After the retirement of X-band Electra Doppler radar (ELDORA) in 2013, NOAA knew its Tail Doppler Radar (TDR) would need to be replaced when the NOAA Hurricane Hunter P-3s are updated to a new C-130J aircraft design in 2030. From 2017 to 2021, WPO awarded $8.5 million to the National Center for Atmospheric Research (NCAR) to support the initial design, development, and risk assessment of the APAR system.
APAR is replacing outdated fixed-direction radars, allowing simultaneous and agile atmospheric scanning. These radars will be installed on NOAA Hurricane Hunter Aircrafts and provide much needed information to scientists and forecasters alike. “As society struggles with an increase in devastating extreme weather events, it’s imperative that the Earth system science community has the tools it needs to provide the actionable information communities need to become more resilient,” said NCAR Director Everette Joseph. “APAR is one such tool. We’ve been working on this important technology for more than a decade, and I’m thrilled that we will be able to put it to use serving society.”
APAR will be the world’s first phased array C-band, dual-Doppler, dual-polarization radar with fast-scan agility to be carried on an aircraft. It will feature four removable Doppler C-band Electronically Scanned Arrays (AESAs) radars mounted on top, both sides, and the cargo ramp of the new C-130J hurricane aircraft, with signal processing, control, and display software housed in the interior of the aircraft. This configuration will provide real-time, high resolution, three-dimensional, and atmospheric observations. The Dual Horizontal/Vertical Polarization (Dual-Pol) technology will allow the atmosphere to be sampled at a higher spatial resolution and help observe the microphysical properties of clouds and hydrometeors by probing deeper into storms.
As it flies over land and oceans, APAR will get “remarkably close 3D views of what is going on deep inside clouds and severe storms.” This new technology takes our understanding of how rain, hail, and snow are formed, as well as severe convective systems and tropical storms to a new level that improves weather prediction and climate projections with models. These observations will provide critical data needed to improve operational forecasts and understanding of hurricanes, atmospheric rivers, severe storms intensity and structure, extreme precipitation, and severe convection.

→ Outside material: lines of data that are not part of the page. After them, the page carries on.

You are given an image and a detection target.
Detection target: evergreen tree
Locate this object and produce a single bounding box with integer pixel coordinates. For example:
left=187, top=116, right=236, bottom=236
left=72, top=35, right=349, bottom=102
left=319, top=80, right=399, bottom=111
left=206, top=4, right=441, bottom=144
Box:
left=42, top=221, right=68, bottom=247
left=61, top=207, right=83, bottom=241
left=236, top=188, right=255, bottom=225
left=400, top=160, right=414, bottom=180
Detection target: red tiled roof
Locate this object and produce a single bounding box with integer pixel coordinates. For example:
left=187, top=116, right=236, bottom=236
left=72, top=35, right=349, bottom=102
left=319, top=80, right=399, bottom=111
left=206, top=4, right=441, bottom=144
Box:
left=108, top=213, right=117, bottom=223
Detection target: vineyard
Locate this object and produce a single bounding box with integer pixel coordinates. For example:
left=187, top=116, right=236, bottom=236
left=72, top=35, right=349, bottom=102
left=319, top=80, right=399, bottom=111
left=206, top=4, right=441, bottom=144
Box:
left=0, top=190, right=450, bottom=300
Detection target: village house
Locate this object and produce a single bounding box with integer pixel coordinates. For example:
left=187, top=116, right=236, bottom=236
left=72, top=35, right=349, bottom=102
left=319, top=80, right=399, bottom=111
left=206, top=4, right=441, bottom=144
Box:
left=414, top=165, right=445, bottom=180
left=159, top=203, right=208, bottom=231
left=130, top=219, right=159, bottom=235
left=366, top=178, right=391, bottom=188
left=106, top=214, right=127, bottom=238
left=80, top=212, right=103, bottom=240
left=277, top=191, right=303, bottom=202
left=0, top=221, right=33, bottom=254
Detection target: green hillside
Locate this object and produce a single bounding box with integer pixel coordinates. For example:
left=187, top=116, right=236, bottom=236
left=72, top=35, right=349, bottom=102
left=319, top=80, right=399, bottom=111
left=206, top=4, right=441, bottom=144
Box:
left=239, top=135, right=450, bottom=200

NOAA’s current Hurricane Hunter planes, Kermit, Miss Piggy, and Gonzo have been flying since the 1990s into hurricanes to collect vital data to preserve life and property and advance our understanding of the atmosphere. Rick Spinrad, Administrator of the National Oceanic and Atmospheric Administration, said that the new “Airborne Phased Array Radar will enable a transformative leap in our radar and data-collecting capabilities and lead to improved forecast guidance.” It can help predict sudden changes in tropical storm intensity and what type of precipitation is inside storm clouds whether it is raindrops, hail, sleet, or snow.
Scientists will have insight into the changing life cycle of severe storms and be able to monitor dramatic changes in intensity, eyewall formation and the spiral rainband structure. APAR will improve the prediction of severe weather events and allow communities to develop solutions to make them more resilient as part of a Weather-Ready Nation.
The project’s principal investigators (PIs) from NCAR will work to further develop the engineering design of the APAR system over the next 2 years. The breakthroughs being used to develop APAR will “push the boundaries of phased-array-radar technology” and advance the techniques for signal processing that are used to harvest and analyze the extensive volumes of data.
WPO is playing an integral role in leading the development of the transition plan by coordinating subject matter experts (SMEs) from NOAA Office of Marine & Aviation Operations (OMAO), NOAA Environmental Modeling Center (EMC), National Hurricane Center (NHC), NOAA Atlantic Oceanographic and Meteorological Laboratory (AOML), NOAA Technology Partnership Office (TPO), and NCAR. The progress supported by this funding has been closely coordinated through OAR, OMAO, and NOAA National Weather Service (NWS).